The idea of being a black man in America is a harsh one. The many stereotypes faced by these men can be seen specifically through Chiron’s improverish adolescent life. As a child, his well-being is ignored by his drug abusive mother and absent father. When he does find guidance in two characters, Juan and Teresa, he is only to discover Juan sells drugs. This depicts just the beginning of issues faced within himself. Chiron is a homosexual black man living in America, something i can’t even imagine having the  bravery to face in American society.

A black man in America faces discrimination in modern society whether it is biased or unbiased. Whether an individual can recognize it or not, their actions and decisions towards other individuals will always depend to some degree on race. If a black male does not face enough stereotypical judgements throughout his lifetime, being a gay black male can only add. Both of these groups – African Americans and homosexuals- are a minority. What is the difference between a white, wealthy homosexual male and a black, lower-class homosexual male? Rewinding back to slavery, men worked on fields especially during the “Plantation Era”, while women did more household work. While a black man had little authority within this time period, he had a responsibility and an expectation to behave as a “man”, making his manhood one of the most important aspects to his identity. Another huge reason for this is the lack of human empathy for African Americans, leaving slaves little to identify themselves with. For example, It was common for slaves to have multiple names and little to no rights, leaving their manhood and womanhood one of their main self indentities. Rewinding further, men were given certain rights (voting, right to own property) that women were neglected of. This goes to show the idea of masculinity that society has for men, and more specifically, a black man.
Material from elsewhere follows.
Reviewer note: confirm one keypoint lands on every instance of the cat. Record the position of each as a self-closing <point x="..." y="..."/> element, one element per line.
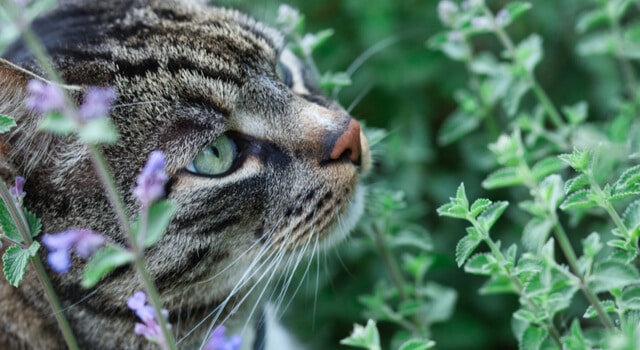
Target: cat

I think it is very interesting how Jenkins intertwined two minorities to project a struggle that is almost scary to imagine to face. It brings to light the idea that the black man is very concerned with masculinity. As depicted as one of the many stereotypes within this film, a young black male is many times the “man”of the household, establishing their male dominance early on. And, if it wasn’t already hard enough receiving equal treatment for an African American, being a homosexual can only add to this fight for equal treatment. Homosexuality is often coupled with “female”, “girly”, “feminine”, why? Why has society allowed us to believe that one aspect of ourselves can define whether we behave within our gender roles? Why has society created gender roles for us?

Moonlight is an extremely unique and moving film which allows for deep critical thinking subsequent to watching. I appreciated the panel attending this film and opening their minds and ideas to ensue discussion and a better understanding of the film. I am extremely moved by this film and would recommend showing film in this course.